We have a forum for Acekard like we do for the other flashcarts, so we ought to have a section in the download center for Acekard loaders like we do for the other flashcarts.


----------



## Normmatt (Jul 8, 2008)

Destructobot said:
			
		

> We have a forum for Acekard like we do for the other flashcarts, so we ought to have a section in the download center for Acekard loaders like we do for the other flashcarts.

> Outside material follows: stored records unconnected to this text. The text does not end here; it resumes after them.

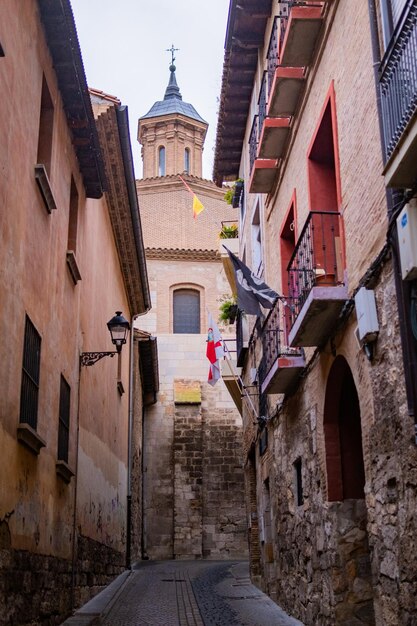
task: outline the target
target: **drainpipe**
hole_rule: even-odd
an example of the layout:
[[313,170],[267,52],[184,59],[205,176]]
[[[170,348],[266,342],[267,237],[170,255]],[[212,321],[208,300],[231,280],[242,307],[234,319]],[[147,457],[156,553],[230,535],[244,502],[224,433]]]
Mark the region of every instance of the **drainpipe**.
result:
[[132,568],[132,434],[133,434],[133,372],[135,360],[133,354],[134,348],[134,323],[135,320],[143,315],[138,313],[132,317],[130,324],[130,341],[129,341],[129,418],[127,431],[127,512],[126,512],[126,568]]
[[[378,36],[378,20],[375,0],[368,0],[368,11],[371,28],[371,44],[372,44],[372,60],[374,69],[374,81],[376,89],[376,102],[378,110],[378,122],[379,132],[381,137],[381,148],[383,153],[383,159],[385,160],[385,137],[383,131],[383,119],[382,119],[382,106],[381,97],[379,91],[379,74],[378,69],[381,63],[381,55],[379,49],[379,36]],[[415,190],[414,190],[415,191]],[[417,443],[417,415],[416,415],[416,383],[417,380],[417,355],[414,347],[415,341],[411,329],[411,320],[407,315],[407,308],[410,307],[410,285],[405,284],[407,281],[402,280],[401,268],[399,263],[399,247],[398,247],[398,233],[396,229],[395,217],[400,213],[404,205],[408,202],[409,194],[403,196],[400,202],[398,201],[400,193],[393,189],[385,189],[387,205],[388,205],[388,217],[390,220],[391,229],[388,232],[388,239],[390,240],[393,250],[393,267],[394,267],[394,280],[395,291],[398,304],[398,316],[400,320],[400,335],[401,335],[401,347],[403,355],[404,365],[404,379],[405,388],[407,394],[407,406],[408,414],[414,417],[414,425],[416,429],[416,443]]]
[[75,609],[75,578],[77,560],[77,493],[78,493],[78,458],[80,447],[80,405],[81,405],[81,357],[78,357],[78,394],[77,394],[77,434],[75,439],[75,468],[74,468],[74,510],[72,518],[72,563],[71,563],[71,610]]
[[142,481],[142,524],[140,535],[140,552],[143,561],[149,559],[146,550],[146,513],[145,513],[145,406],[142,407],[142,455],[141,455],[141,481]]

Not sure if this should be a separate topic but shouldn't the Acekard forum be renamed from "Acekard RPG" to just "Acekard" or something.


----------



## Destructobot (Jul 8, 2008)

Normmatt said:
			
		

> Not sure if this should be a separate topic but shouldn't the Acekard forum be renamed from "Acekard RPG" to just "Acekard" or something.


This too.


----------



## Normmatt (Jul 11, 2008)

Any news on this?


----------



## IOwnAndPwnU (Jul 31, 2008)

Yeah, I have an Acekard 2 but there is no forum for it.


----------



## Normmatt (Aug 18, 2008)

I really wish someone would rename the forum and add an Acekard section in the DL database.


----------



## Joey90 (Aug 19, 2008)

+1

The forum rename is cosmetic, but a section in the DL centre would make it a lot easier to find stuff.


----------



## Bri (Aug 30, 2008)

Cosmetic or not, there are still posts in the general discussion because owners of Acekard 2's didn't know if they should post in the Acekard RPG forum about an Acekard 2.

-Bri


----------